A Letter to a Father Who Has Lost His Son
I still remember hearing the news of your son’s passing away. Apart from education/teaching, my life has been drawn toward spirituality. Here is passage dealing with the reality of death that I recently came across from another faith tradition (in this case, Buddhism). I found the passage honest in its description of death, and it complements what we read in the Old Testament of the Bible. It’s a recollection on death from a discourse called the Sutta Nipata; here is part of it: . . .
“Life in this world is unpredictable and uncertain. It is difficult, short and bound up with suffering. Once born, a being is going to die, and this is unavoidable. When old age arrives, or another cause, then there is death.
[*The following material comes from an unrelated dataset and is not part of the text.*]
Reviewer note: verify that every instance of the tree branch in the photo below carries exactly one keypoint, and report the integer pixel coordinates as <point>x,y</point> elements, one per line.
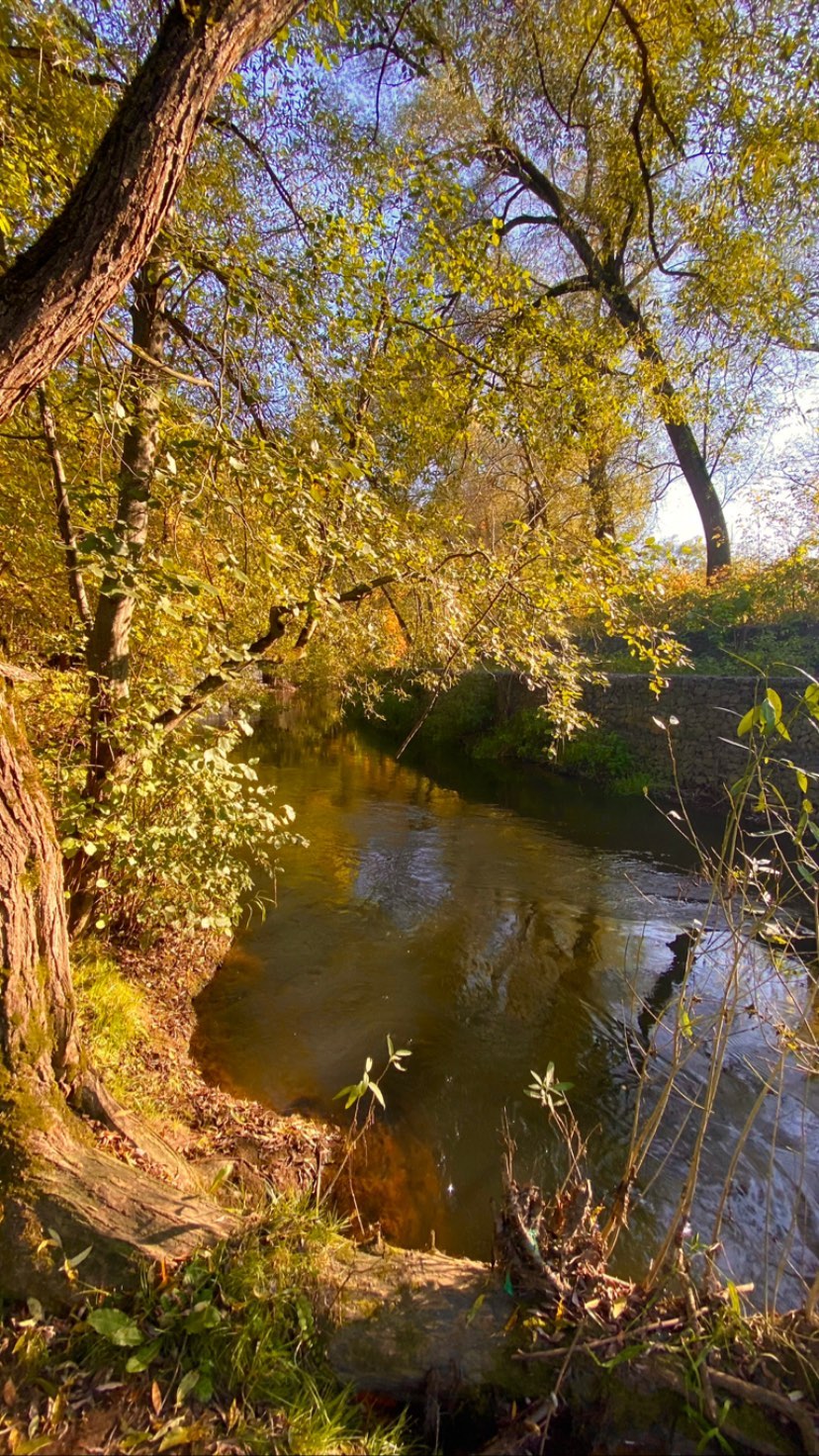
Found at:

This is how it is with living beings.
When fruits become ripe, they may fall in the early morning. In just the same way a being, once born, may die at any moment. Just as the potter’s clay pots tend to end up being shattered, so is it with the life of mortals.
Both young and old, whether foolish or wise, will be trapped by death. All beings move towards death. They are overcome by death. They go to the other world. And then not even a father can save his son, or a family their relatives. Look: while relatives are watching, tearful and groaning, men are carried off one by one, like cattle being led to the slaughter. Death and ageing are endemic to the world. . . .”
True, the author doesn’t address the hope beyond the grave (as the New Testament does), but he has come to accept our mortal life for what it is.
In closing, John, may your grieving, in its own time and way, turn into a gentle goodbye, where death can be accepted, rather than something we battle against futilely.